A coordenadora da pesquisa, Rosaline Mota, também revelou o objetivo final do projeto. “A nossa previsão é terminar todo o trabalho entre julho e agosto deste ano. Nossa intenção é doar todos esses documentos para o Memorial do HU, que está sob a responsabilidade da Direção de Ensino, Pesquisa e Extensão do Hospital, coordenada pelo professor Fernando Guimarães”, enfatizou.

Política de preservação documental

Além de contribuir com o resgate da memória do Hupaa, o trabalho de recuperação documental também é um salto para o universo acadêmico. A conversação de prontuários elaborados por profissionais do projeto Hope é fonte de aprendizagem para estudiosos de diferentes áreas, como as Ciências Humanas, Sociais e Biológicas.

Para Lúcia Enoe, colaboradora na pesquisa, o contato com documentos que fazem parte da história de uma instituição serve de estímulo para novos desafios. “Nosso trabalho vai contribuir com o objetivo do Memorial, que é a reconstituição e a preservação da memória do hospital. Então, eu me sinto lisonjeada por fazer parte desse processo e contribuir de alguma forma. A pesquisa mostra que a Biblioteconomia é capaz de fazer um projeto como esse. Inclusive, eu me apaixonei pela área de preservação documental na área da saúde e pretendo continuar nesse segmento”, destacou a estudante.

Apesar de ser fruto de um projeto de iniciação científica, o trabalho mostra como teoria e prática caminham juntas. Rosaline Mota esclareceu que os esforços têm como grande beneficiada a população alagoana.

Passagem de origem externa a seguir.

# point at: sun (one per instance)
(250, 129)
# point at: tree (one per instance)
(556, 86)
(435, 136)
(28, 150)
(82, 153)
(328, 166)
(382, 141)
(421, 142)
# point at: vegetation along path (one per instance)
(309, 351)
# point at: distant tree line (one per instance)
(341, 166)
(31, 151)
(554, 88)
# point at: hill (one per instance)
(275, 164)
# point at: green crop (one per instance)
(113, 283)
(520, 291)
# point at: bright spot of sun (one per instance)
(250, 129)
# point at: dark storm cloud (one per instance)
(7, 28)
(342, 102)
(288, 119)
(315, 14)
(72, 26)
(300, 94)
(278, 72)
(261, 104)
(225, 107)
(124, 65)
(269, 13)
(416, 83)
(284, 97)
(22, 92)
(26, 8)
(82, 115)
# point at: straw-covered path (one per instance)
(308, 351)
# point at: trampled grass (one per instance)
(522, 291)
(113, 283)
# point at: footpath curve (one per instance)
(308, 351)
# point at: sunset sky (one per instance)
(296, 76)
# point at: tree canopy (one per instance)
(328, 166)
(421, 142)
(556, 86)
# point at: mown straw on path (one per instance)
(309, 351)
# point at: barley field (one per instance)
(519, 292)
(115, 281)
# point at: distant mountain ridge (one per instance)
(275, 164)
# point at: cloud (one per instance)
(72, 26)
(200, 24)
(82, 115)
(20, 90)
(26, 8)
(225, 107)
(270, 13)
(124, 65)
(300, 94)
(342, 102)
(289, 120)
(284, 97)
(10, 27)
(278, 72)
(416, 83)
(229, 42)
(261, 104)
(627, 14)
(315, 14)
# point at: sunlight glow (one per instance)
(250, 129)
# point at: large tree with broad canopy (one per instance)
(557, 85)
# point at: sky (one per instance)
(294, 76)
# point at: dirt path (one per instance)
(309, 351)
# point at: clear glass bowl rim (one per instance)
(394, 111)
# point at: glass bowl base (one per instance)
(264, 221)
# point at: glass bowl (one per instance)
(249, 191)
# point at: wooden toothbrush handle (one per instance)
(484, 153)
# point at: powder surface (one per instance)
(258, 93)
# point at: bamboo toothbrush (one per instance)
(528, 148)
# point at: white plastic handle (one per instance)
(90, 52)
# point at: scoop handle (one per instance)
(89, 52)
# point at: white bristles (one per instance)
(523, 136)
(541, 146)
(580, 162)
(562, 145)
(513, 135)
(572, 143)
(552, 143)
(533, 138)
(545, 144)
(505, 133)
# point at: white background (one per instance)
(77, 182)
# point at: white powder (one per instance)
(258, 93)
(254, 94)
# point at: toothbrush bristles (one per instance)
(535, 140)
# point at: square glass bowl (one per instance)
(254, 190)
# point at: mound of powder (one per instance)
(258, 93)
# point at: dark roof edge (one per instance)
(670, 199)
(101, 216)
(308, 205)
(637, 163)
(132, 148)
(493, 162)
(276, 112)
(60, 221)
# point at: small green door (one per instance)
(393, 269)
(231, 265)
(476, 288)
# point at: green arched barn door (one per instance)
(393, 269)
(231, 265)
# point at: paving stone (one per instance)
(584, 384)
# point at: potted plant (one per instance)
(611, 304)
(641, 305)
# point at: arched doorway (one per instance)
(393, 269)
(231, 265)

“A pesquisa tem uma grande contribuição social, pois faz com que os documentos estejam no local certo, no ponto certo e ao alcance dos profissionais. Os prontuários são tão importantes que precisam estar sempre de forma organizada, para que os profissionais de saúde cumpram seu trabalho adequadamente, das unidades básicas de saúde ao HGE [Hospital Geral do Estado]. Infelizmente, ainda falta política de organização de documentos no Brasil. Todo e qualquer hospital tem que preservar os documentos da época de atendimento em papel. Mesmo que já existam prontuários eletrônicos, nós não podemos esquecer o legado histórico”, lembrou a professora.

Todos os documentos recuperados pelo grupo serão acondicionados em capas apropriadas para conservação. Também serão protegidas as capas originais dos prontuários do acervo.

O navio Hope

A expressão Hope significa “oportunidade de saúde para os povos do mundo”. Criado em 1960, nos Estados Unidos, o projeto surgiu em meio à Guerra Fria e simbolizou a disputa pela hegemonia entre países socialistas e capitalistas. Apesar de ser fruto de uma ideologia que buscava disseminar a superioridade estadunidense, o navio Hope capacitou profissionais da saúde de países carentes ao redor do mundo. Na América do Sul, ele aportou no Peru, no Equador, na Colômbia e no Brasil.

Com equipe de médicos, dentistas e enfermeiros, a expedição levou capital científico e instrumentos necessários a um processo educativo teórico e prático dos profissionais dos países onde aportou. Em cada território, o Hope só atracou em um Estado, mas no Brasil foi diferente. Após passagem por Natal (RN), em 1972, o navio chegou a Maceió, em 1973.

A sua vinda para Alagoas exigiu a ampliação do Porto do Jaraguá e possibilitou o ensino das mais recentes técnicas da ciência médica norte-americana. Os profissionais estadunidenses também ficaram responsáveis pelo atendimento de casos especiais de saúde. No projeto, estiveram envolvidos 400 profissionais da saúde do Nordeste, com 95% das vagas destinadas à população alagoana.

O projeto também está relacionado ao início das atividades do Hospital Universitário, que teve origem com a criação da Faculdade de Medicina, em 1950. Em 1954, a primeira turma de médicos contou com o apoio da Santa Casa de Misericórdia, que cedeu parte de sua estrutura para a prática dos alunos. Com o surgimento da Universidade Federal de Alagoas, em 1961, foi elaborado projeto que previu a implantação do hospital-escola na Cidade Universitária. A vinda do Hope para Maceió – fruto de intercâmbio científico entre a Ufal, a Secretaria de Saúde do Estado e a Universidade de Harward – possibilitou o desenvolvimento de programas de capacitação para profissionais do Hupaa.